I wrote the following code to create a random matrix Sigma with specified eigenvalues, and then sample vectors from multivariate normal distribution with zero mean and covariance Sigma.
def generate_data(N, d):
eigenvalues = [0] * (d + 1)
for k in range(1, d + 2):
eigenvalues[k - 1] = k
random_matrix = numpy.random.randn(d + 1, d + 1)
random_orthogonal = numpy.linalg.qr(random_matrix)[0]
sqrt_cov = random_orthogonal @ numpy.diag(numpy.sqrt(eigenvalues))
X = numpy.zeros((N, d + 1))
for i in range(N):
vec = numpy.random.standard_normal(d + 1)
X[i] = sqrt_cov @ vec
After this code, X should be N by d+1 matrix that's been sampled from the desired distribution.

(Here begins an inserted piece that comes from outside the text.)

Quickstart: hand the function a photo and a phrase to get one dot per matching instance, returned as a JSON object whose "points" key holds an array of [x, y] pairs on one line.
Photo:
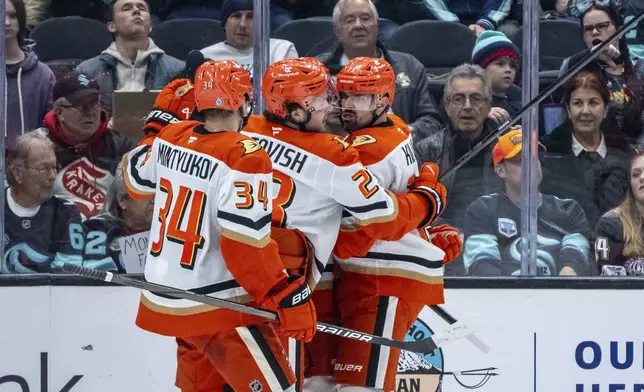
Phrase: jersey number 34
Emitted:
{"points": [[190, 202]]}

Now I want to know what are the eigenvalues of the sample covariance matrix of X. If I am not mistaken, it should be similar to Sigma
def get_sample_covariance(data):
data = data - data.mean(axis=0)
sample_cov = data.T @ data / (data.shape[0] - 1)
return sample_cov
I then plotted the eigenvalues of sample_cov
I expected a roughly linear function, going from d (which was 500) to 1. I got this
What gives? Where's the mistake?